SIMPLE IRA, because employers may elect to reduce the 3% matching requirement
For SIMPLE IRA’s (if employer chooses not to match employee elective deferrals) the non-elective contribution to employees must be _____ % of each eligible employees compensation. (Up to _____________________ )
2% up to covered compensation limit of $305,000
Employer contribution options for SIMPLE IRA’s:
3% match on all wages
OR
2% non-elective contribution for all eligible employees (up to covered comp limit)
What is the limit for deferral and catch-up options for SIMPLE IRA’s?
% or $ contribution up to $14,000 plus $3,000 for over 50 for 2022
Is an employer required to allow employees to use the “catch-up” feature for a SIMPLE 401(k) ?
No
What type of SIMPLE plan allows loans from the plan?
SIMPLE 401(k) only
What are employer options for SIMPLE 401(k) plan contributions?
$/$ Matching contributions up to 3% of employee’s compensation (up to covered comp limit for SIMPLE 401(k))
OR
A non-elective contribution of 2% of each eligible employee’s compensation to the plan (up to covered comp limit)
A distribution or transfer made from a SIMPLE during the first ________ years of an employee’s participation in the SIMPLE must be contributed to another SIMPLE to avoid taxation and penalty.
2 years
A retirement plan for certain employees of public schools, ministers, and employees of various tax exempt organizations. Tax sheltered, but NOT a qualified plan.
403(b) or TSA
What are the 2 types of 403(b) plans?
1) Employer Funded
2) Salary Reduction
What are the 2 catch up options for 403(b)’s?
- Age 50 Catch up provisions (lesser of $6500 or comp)
- 15 year rule exception - worked for same employer for 15 years (typically $3k)
POSSIBLE TOTAL $9,500
Contribution limit for ROTH 403(b)?
Lesser of $20,500 or income earned (no income limitations to contribute)

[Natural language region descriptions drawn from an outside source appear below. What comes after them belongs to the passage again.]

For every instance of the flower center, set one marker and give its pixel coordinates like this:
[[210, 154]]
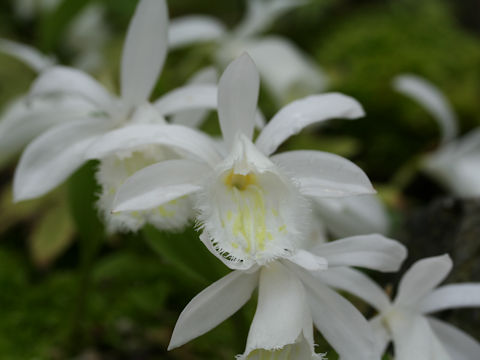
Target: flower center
[[239, 181]]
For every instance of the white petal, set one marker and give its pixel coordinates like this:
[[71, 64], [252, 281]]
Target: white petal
[[321, 174], [114, 170], [428, 95], [291, 119], [61, 80], [27, 54], [144, 51], [414, 339], [281, 309], [456, 165], [195, 97], [285, 70], [189, 97], [213, 305], [237, 98], [452, 296], [188, 30], [381, 334], [342, 325], [54, 156], [178, 137], [458, 344], [355, 215], [357, 283], [309, 261], [422, 278], [194, 118], [23, 120], [158, 184], [370, 251]]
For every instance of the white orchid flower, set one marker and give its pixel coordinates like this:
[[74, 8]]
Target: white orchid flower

What is the vesting schedule of a 403(b)?
Always 100% vested
In order to qualify for the 15 year catch-up the business has to be a ?
HER
Health
Education or
Religious Organization
What must a 403(b) plan pass the ADP/ACP test?
If it is an ERISA plan
Who are 457 plans for?
Employees of state and local governments
What are the catch up provisions of a 457 plan?
1) Age 50 catch up ($6500 above elective deferral limit of $20,500)
2) Special “Final 3 year” Additional catch up $20,500
What type of 457 plan can be rolled over?
Public plan only
457 plan contribution/deferrals have no integration with other plans/deferrals meaning…
The max deferral limit does not limit the amount that can be deferred to a 401(k), SEP, SIMPLE, etc.